La cuchara, suspendida en el aire, desbordando la sopa -esa única respuesta de la sorpresa de mi tío- achica mi vehemencia y me hace callar, mortificado.

En el silencio de los tres, ordeno las razones con que él podría moderarme: yo descargo sobre él mi agresividad y mi cólera y al hacerlo me equivoco de sujeto y me pongo injusto con torpeza; no acato la posibilidad de que el ruido de repente se apague y no regrese, me encarnizo en la suposición de que el problema se ha posesionado del futuro y ya nunca nos dará un respiro; descuido atender que lo normal de un ónmibus es circular por ahí o por allá, siempre afuera, y que un motor en marcha, si el coche no anda, es antieconómico y está sometido, nada más, a una prueba transitoria.

Diego, corrigiendo el atropello que también rozó a mi madre:

-Bueno, ya pasará; de lo contrario, tendremos un remedio legal para que pase.

No obstante, sobre esas mismas palabras me arrepiento, porque es como adquirir el compromiso de entablar una oscura batalla para la cual no me hallo bien dispuesto: denuncias, no sé a quién; comprobación, pruebas, alegatos; la sanción para los otros; para mí, la hostilidad de los culpables, aún innominados.
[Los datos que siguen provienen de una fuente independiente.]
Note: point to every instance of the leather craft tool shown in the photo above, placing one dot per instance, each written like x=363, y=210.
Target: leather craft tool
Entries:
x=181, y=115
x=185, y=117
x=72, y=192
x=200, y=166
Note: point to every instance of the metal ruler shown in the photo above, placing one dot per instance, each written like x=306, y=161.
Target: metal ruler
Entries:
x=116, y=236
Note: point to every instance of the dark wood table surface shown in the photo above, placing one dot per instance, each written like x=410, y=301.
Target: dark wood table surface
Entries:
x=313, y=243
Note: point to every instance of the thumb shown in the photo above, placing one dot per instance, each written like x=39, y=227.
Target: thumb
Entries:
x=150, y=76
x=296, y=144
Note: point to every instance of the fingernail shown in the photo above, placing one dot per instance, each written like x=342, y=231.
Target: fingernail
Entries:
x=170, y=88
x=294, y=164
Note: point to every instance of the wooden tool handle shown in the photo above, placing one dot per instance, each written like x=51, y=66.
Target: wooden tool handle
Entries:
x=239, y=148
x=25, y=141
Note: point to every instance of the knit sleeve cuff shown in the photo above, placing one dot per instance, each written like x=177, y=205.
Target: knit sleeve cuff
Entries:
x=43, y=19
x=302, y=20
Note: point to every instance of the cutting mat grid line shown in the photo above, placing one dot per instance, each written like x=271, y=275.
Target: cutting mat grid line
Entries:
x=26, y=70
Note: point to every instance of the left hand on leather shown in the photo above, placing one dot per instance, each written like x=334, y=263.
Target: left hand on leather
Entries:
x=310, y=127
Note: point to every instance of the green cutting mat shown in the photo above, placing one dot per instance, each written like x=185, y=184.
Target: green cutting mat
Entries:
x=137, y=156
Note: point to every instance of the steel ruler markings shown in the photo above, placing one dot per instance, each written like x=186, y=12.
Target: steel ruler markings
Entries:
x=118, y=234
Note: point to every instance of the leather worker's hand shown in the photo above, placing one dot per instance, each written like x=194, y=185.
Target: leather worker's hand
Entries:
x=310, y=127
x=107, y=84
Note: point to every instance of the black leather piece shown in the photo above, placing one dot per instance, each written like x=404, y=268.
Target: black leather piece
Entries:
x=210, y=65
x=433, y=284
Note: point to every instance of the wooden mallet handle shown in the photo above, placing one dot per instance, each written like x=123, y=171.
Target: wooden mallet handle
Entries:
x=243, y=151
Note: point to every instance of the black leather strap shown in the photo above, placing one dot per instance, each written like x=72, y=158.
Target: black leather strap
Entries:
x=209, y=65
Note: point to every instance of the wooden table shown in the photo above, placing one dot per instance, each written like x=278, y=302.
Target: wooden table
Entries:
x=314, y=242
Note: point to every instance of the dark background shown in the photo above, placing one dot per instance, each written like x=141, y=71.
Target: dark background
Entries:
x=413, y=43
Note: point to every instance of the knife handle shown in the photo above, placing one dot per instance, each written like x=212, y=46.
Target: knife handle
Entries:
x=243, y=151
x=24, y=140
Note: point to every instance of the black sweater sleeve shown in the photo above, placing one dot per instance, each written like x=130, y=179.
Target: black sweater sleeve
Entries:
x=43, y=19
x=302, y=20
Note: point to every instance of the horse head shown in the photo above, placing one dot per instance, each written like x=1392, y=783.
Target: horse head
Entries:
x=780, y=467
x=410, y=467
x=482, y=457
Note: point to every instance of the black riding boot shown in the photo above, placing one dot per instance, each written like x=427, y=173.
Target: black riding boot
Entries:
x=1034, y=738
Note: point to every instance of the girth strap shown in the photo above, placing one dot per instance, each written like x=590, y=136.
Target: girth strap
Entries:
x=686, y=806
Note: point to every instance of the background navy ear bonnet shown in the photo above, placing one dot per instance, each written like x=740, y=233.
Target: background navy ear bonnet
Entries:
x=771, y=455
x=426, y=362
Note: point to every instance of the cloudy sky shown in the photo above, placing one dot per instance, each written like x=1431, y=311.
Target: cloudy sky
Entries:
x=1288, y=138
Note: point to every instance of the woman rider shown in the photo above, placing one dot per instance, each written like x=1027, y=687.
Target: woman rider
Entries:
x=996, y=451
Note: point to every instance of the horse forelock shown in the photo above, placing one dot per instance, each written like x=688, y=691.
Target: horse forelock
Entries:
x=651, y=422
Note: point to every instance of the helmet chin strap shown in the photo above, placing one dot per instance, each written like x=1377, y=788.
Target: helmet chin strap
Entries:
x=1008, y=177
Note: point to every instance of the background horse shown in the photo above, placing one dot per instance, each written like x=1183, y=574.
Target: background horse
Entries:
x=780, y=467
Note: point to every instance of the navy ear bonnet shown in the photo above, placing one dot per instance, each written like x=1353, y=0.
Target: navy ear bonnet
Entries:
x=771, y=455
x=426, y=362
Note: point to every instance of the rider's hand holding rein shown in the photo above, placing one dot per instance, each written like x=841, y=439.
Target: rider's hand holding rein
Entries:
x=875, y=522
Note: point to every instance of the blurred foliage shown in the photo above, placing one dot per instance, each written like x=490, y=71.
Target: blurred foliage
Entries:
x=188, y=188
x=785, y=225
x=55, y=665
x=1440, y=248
Para mí, el ruido se interrumpe con la segunda porción de la jornada que debo dar a la oficina.

De vuelta, la vereda de mi casa marca el límite del recelo: más allá pueden encontrarse planteadas las condiciones definitivas para una lucha.

Adentro solo están mi madre y los benignos ruidos domésticos.

No pregunto cuánto más duró aquello. Mi madre no me infiere ningún recuerdo verbal; pero su rostro y sus ojos están fatigados y su administración de la cena denuncia la prisa por llegar al lecho.

De madrugada -el día no es más que una lechecita aguada en la ventana- algo como el corazón se alborota en mi interior, mientras mi entendimiento, puesto en pie de alerta, discierne un ruido pegado al muro trasero de mi pieza.

La impresión de motor dura solamente unos minutos. Después van distinguiéndose, una a una, las operaciones de poner el pesado coche en movimiento, retroceder, avanzar de nuevo, volver atrás y por fin enfilar a la salida. En la distancia se borra sin esfuerzo, incorporado a la difusa acústica con que nace el día en las ciudades.

Me alivio. «Un ómnibus viene y se va».

Me pregunto si también habrá sacudido a mi madre y sé que sí, porque ella llega -demasiado temprano para el disimulo- con una sonrisa de buenos días y el desayuno esmerado que se prepara al hijo solitario.

No llamaré rutina a esto de ahora: la rutina habitúa y adormece los sentidos. Y este ómnibus, cada mañana y cada noche, puntea de sobresaltos nuestra vida.

Al motor y a las maniobras se enciman las voces de los hombres. A veces traen esas palabras que humillan si advertimos que las oye la mujer que respetamos.

Aunque mi madre y yo nada decimos, esas bruscas penetraciones nos amargan.